As we move from a fossil fuel economy to a renewable energy economy, we see more and more players involved in energy decisions. Such a massive transition presents an opportunity to create a more inclusive society – a society which respects new voices and forces, and a society equipped to accelerate transitions.
Building and living in more inclusive societies is not always easy: it requires us to see our differences, to listen to others with whom we might not agree, to raise our voice when it is unclear how our audience will react, to come together, to debate, and sometimes to have the courage to change our minds. Controversy can be uncomfortable, however confrontations of ideas is an avenue to making norms evolve, to rendering the unacceptable acceptable and to building futures that are different of today’s realities. An inclusive society requires us to leave our comfort zones.
The last days at UN Climate Summit exhibited the benefits of including new voices. From all voices heard, young people seem to be the only one to dare saying things in at truthful and uncompromising way. And this was not the case only in New York –all over the world, young, informed people raised their voices in Global Climate Strikes. This truth is uncomfortable, but one day, hopefully in the near future, societies all over the world will thank these young people. We will thank them for forcing us to face the reality of climate change with real action, not announcements.
Listening to these voices is a start, but it is not enough! Encouraging these voices is good, but it’s not enough. We need to do more: we need to empower the players and anchor them in the decision process. We need to actively build on the strength of these new views, forces and perspectives, and anchor them in the political and economic systems of the future. The decisions we take today need to be determined by the future we picture.
In the preparation of KIREC Seoul 2019, another set of important voices need to be included more systematically in the energy transition –the voices of women. Though we certainly aim for gender equality on the panels, we are struggling with implementing this. This example shows again, we must actively work to anchor gender equality — in panel discussions and events, as well as more broadly into economic and political contexts. Part of our quest for a more inclusive society requires that we prioritise gender equality and include women as leaders to level the gender imbalance — in the energy sector and beyond.

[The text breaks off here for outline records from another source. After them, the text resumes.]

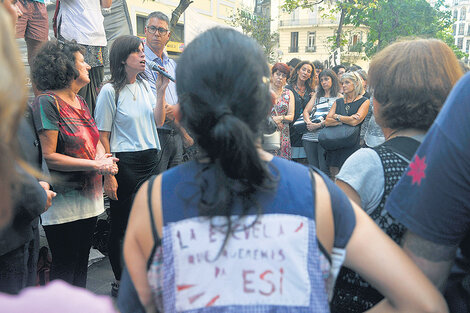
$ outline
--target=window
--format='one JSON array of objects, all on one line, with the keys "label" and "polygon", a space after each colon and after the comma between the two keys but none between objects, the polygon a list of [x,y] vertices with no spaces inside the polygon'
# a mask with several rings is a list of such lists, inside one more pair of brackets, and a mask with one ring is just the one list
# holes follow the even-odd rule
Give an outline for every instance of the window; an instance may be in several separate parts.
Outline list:
[{"label": "window", "polygon": [[299,32],[290,33],[289,52],[299,52]]},{"label": "window", "polygon": [[315,32],[309,32],[307,35],[307,45],[308,47],[315,47]]},{"label": "window", "polygon": [[137,36],[145,37],[145,23],[147,22],[147,17],[142,15],[136,15],[137,24]]},{"label": "window", "polygon": [[317,34],[315,32],[307,33],[307,47],[305,47],[305,52],[315,52],[315,39]]},{"label": "window", "polygon": [[467,8],[463,7],[460,9],[460,20],[465,21],[466,17],[467,17]]},{"label": "window", "polygon": [[463,36],[464,31],[465,31],[465,23],[460,23],[459,24],[459,36]]},{"label": "window", "polygon": [[291,20],[291,25],[298,25],[300,20],[299,20],[299,8],[295,9],[292,11],[290,14],[290,20]]}]

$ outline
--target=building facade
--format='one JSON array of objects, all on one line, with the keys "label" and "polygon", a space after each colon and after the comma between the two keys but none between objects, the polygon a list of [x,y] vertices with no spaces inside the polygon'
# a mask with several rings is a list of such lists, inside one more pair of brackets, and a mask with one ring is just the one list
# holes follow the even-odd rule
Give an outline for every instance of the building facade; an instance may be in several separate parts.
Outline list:
[{"label": "building facade", "polygon": [[[297,8],[292,13],[281,9],[284,0],[271,0],[271,29],[279,32],[278,60],[288,62],[292,58],[301,60],[319,60],[325,64],[335,65],[332,58],[332,38],[338,28],[338,16],[326,17],[328,7],[316,5],[313,10]],[[348,40],[341,48],[341,63],[357,64],[368,68],[362,43],[367,40],[366,27],[343,25],[343,35]],[[333,64],[332,64],[333,63]]]}]

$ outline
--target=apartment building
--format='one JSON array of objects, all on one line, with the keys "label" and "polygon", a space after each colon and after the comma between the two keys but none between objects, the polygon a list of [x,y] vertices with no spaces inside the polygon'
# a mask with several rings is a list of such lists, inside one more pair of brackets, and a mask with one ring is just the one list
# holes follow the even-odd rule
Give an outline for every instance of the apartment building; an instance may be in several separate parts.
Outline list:
[{"label": "apartment building", "polygon": [[[326,16],[322,4],[316,5],[313,10],[297,8],[292,13],[281,9],[284,0],[271,0],[271,30],[279,32],[279,49],[277,59],[288,62],[292,58],[301,60],[319,60],[324,63],[333,61],[332,36],[338,28],[339,13],[337,16]],[[339,52],[341,63],[358,64],[368,68],[364,48],[361,43],[367,40],[367,27],[343,26],[343,34],[348,40],[345,47]],[[334,65],[334,64],[333,64]]]},{"label": "apartment building", "polygon": [[[452,0],[450,10],[454,20],[452,31],[455,45],[470,54],[470,0]],[[468,57],[464,61],[470,63]]]}]

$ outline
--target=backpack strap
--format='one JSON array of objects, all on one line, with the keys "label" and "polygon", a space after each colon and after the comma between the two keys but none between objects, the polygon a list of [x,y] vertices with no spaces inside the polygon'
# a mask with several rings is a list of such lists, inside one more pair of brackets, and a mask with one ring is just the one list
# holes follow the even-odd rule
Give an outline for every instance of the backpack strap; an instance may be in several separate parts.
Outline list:
[{"label": "backpack strap", "polygon": [[420,144],[421,143],[414,138],[400,136],[394,137],[384,142],[382,145],[410,163]]},{"label": "backpack strap", "polygon": [[158,247],[161,245],[161,238],[158,235],[157,228],[155,227],[155,218],[153,215],[153,207],[152,207],[152,188],[153,188],[153,183],[156,177],[157,177],[156,175],[153,175],[149,179],[149,183],[147,186],[147,201],[148,201],[149,214],[150,214],[150,226],[152,227],[152,235],[155,241],[155,247]]}]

Why do we need to include more women? As we accelerate the energy transition, another way of thinking is needed. The energy transition is an opportunity to give women an active role in all historically male-dominated sectors, to incorporate a multitude of fresh ideas and to break limiting molds. Just as much as renewable energy presents an opportunity for women, women are an opportunity for profound and positive changes in our energy systems. We need to tap into this opportunity.
Some of our members are engaging in gathering information about gender — IRENA and GWNET teamed with the Global Wind Energy Council to launch the Global Survey of the Wind Industry. What I want to see now are structural changes that ensure young voices, women, and the underrepresented are heard. We need to be sure that decision-making processes are participatory, inclusive, and collaborative.
In the end, everything comes down to access to information, empowerment and governance. It is not enough to listen and applaud when a young person or a woman speaks up. Since true inclusivity is not the norm yet, it is necessary that we employ specific, strategic and structural attention to empower underrepresented individuals and groups of people and ensure their perspective is heard and respected.
I am not sure of how exactly we will achieve this. What I can say is that I will remain attentive. I will voice my reactions when situations seem unfair, and I will do my best to make for balanced representation whenever I have a part. I’ll close by thanking those who speak up. Even if what they say is criticised, unpopular or difficult.